Africa woman’s key role in governance no longer disputable
Author: Mercy Njoroge
Published by: People Daily
What do you get when you put 30 African women together in a two-week incubation forum aimed at imparting knowledge on good governance, citizenship, promoting accountability and advocacy?
You get African women leaders who understand the value of inclusiveness and dynamism in their leadership as well as transformative leaders ready to bring about equity, equality, fairness and justice for all. This year, the global women movement marks two decades since the Beijing Platform for Action, but with a firm realisation that the narrative of women, especially in Africa, needs to be rewritten.
Why? For years, the active participation of African women in political, economic and social leadership has been challenged by the patriarchal structure that continues to burden Africa with massive corruption and impunity which fuel poverty, disease and civil wars.
Yet women and children bear the greatest brunt of the social ills. Conspicuously absent has been the inclusion of women in leadership perpetrated by cultural barriers, financial drawback and exclusion based on the public versus private domains.
Thus, a majority of women have found themselves locked out of driving the national agenda, decision and policy-making. In the recent years, however, African women have woken from the slumber. We are witnessing a generational shift with their movement unceasingly galvanising support to fan spirited campaigns to rewrite their narrative on governance.

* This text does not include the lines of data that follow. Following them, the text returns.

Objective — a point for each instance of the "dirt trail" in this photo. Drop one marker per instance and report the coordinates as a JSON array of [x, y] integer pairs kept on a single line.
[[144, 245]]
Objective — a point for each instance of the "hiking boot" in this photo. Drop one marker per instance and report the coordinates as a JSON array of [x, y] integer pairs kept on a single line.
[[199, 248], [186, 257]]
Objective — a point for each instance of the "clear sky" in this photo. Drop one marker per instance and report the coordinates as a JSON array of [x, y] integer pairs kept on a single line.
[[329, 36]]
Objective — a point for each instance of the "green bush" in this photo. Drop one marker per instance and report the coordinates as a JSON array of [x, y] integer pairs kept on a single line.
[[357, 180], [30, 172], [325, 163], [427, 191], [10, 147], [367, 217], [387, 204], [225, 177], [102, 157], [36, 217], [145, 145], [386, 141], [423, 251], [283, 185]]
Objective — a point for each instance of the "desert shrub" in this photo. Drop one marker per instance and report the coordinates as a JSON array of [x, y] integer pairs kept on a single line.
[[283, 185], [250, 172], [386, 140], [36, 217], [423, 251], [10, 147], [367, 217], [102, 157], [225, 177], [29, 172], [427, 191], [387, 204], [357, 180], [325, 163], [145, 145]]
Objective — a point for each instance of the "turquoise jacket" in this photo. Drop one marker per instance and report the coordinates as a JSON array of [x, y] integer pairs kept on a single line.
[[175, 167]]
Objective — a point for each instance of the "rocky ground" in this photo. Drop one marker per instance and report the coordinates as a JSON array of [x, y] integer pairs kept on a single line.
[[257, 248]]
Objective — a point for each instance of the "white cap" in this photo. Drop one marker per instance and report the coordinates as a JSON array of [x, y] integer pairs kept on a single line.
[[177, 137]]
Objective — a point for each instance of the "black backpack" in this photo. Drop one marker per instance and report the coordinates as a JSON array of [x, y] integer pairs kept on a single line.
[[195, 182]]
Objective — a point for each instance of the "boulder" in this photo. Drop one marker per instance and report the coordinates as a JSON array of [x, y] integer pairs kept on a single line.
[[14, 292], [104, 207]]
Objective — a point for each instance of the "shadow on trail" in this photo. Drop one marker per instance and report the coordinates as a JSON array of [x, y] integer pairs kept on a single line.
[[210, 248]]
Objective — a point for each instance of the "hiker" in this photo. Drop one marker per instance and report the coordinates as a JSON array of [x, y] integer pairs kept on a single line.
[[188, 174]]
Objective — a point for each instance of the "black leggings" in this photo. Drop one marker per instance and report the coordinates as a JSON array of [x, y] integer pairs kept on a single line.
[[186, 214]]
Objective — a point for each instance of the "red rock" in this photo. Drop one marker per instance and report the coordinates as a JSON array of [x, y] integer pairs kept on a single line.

And as the African Women’s Leadership and Mentoring Initiative (AWLMI), facilitated by Urgent Action Fund – Africa (UAF-Africa) programme, concludes its second residency in Nairobi today, it is evident the African woman has been, and will continue, to position herself at the forefront of national dialogue and priorities to change views and impact on community, national and global issues, mentor others to tackle pertinent governance issues, as well as progressively create a pan-African movement of leaders for change in the continent.
The participants were drawn from Cameroon, Cote d’Ivoire, Kenya, Malawi and South Sudan and form the pioneer cohort of women leaders who will join the trendsetters in Africa to break the obstacles that hinder women integration in decision-making organs.
Advocacy, being one of the deeply explored tools of good governance, affirms that charismatic women, for instance the little-known Kenyan veteran freedom fighter Mary Ngunjiri, have what it takes to bring desired change.
There is, therefore, a generational mind shift on the power within women leaders and is a demonstration of just how crucial their contribution in Africa is, to spur development, influence decision-making, change laws and policies as well as influence the attitudes of citizens in pursuit of social justice.
And as the AWLMI participants reflected on their time investment in the last two weeks, there is a collective discovery that African woman has awoken. Let the words of Nelson Mandela never be lost to us: They can take everything from you, but your heart and mind, those you have to give.